Il suo primo soggetto fu un suo autoritratto che in seguito diede in dono al ragazzo di cui era innamorata. Da ciò la scelta dei genitori di regalarle un letto a baldacchino con uno specchio sul soffitto, in modo tale che potesse vedersi, e dei colori; cosicché iniziò la serie di autoritratti. Dopo che le fu rimosso il gesso riuscì a recuperare la capacità di camminare, sebbene non senza dolori, che sopporterà a vita. Portò i suoi dipinti a Diego Rivera, illustre pittore murale dell’epoca, per avere una sua critica. Rivera rimase colpito dallo stile moderno della giovane artista tanto che la trasse sotto la sua ala e la inserì nella scena politica e culturale messicana. I due si innamorarono ed iniziarono una relazione molto tormentata, culminata con il matrimonio e costellata dai tanti tradimenti di lui. Lei prima sopportò, poi decise di ricambiare i tradimenti, allacciando relazioni con uomini e donne illustri del tempo, come il rivoluzionario russo Lev Trotsky e il poeta André Breton. Fu amica e probabilmente amante di Tina Modotti, militante comunista e fotografa nel Messico degli anni Venti.
Il monologo di Cacucci è stato scritto per il teatro e portato in scena da Annapaola Bardeloni, attrice italo-uruguyana che da cinque anni collabora con Assemblea Teatro con un focus specifico sul mondo teatrale ibero-americano.
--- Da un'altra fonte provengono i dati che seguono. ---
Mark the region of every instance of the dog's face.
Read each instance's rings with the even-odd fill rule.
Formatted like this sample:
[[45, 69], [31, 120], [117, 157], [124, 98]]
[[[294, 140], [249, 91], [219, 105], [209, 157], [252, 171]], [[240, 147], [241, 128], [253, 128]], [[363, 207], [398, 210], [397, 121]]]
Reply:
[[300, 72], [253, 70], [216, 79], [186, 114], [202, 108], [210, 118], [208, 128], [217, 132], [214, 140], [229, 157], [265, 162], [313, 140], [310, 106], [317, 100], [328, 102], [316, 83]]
Un’occasione per l’attrice di incarnare una figura umana che, al di là delle sue grandi doti artistiche, ha espresso bene la sofferenza e l’inquietudine insite nell’animo umano, e femminile in particolare. Ma anche un personaggio quello di Frida estremamente legato alla sua identità messicana che tenta di difendere il suo popolo attraverso gli autoritratti, facendovi confluire quel folclore messicano e quell’autobiografismo utopico che li rende originali rispetto alla canonica pittura di storia.
Nell’opera emerge bene il rapporto ossessivo dell’artista e della donna con il suo corpo martoriato che caratterizza uno degli aspetti fondamentali della sua arte: crea visioni del corpo femminile non più distorto da uno sguardo maschile.
Lo spettacolo verrà riproposto in lingua italiana il 19-20 e 21 gennaio prossimi presso la Fondazione Sandretto Re Rebaudengo e in tale occasione saranno presentati i corsetti per Frida Kahlo realizzati da sette disegnatrici dell’Istituto Europeo di Design di Barcellona (Spagna).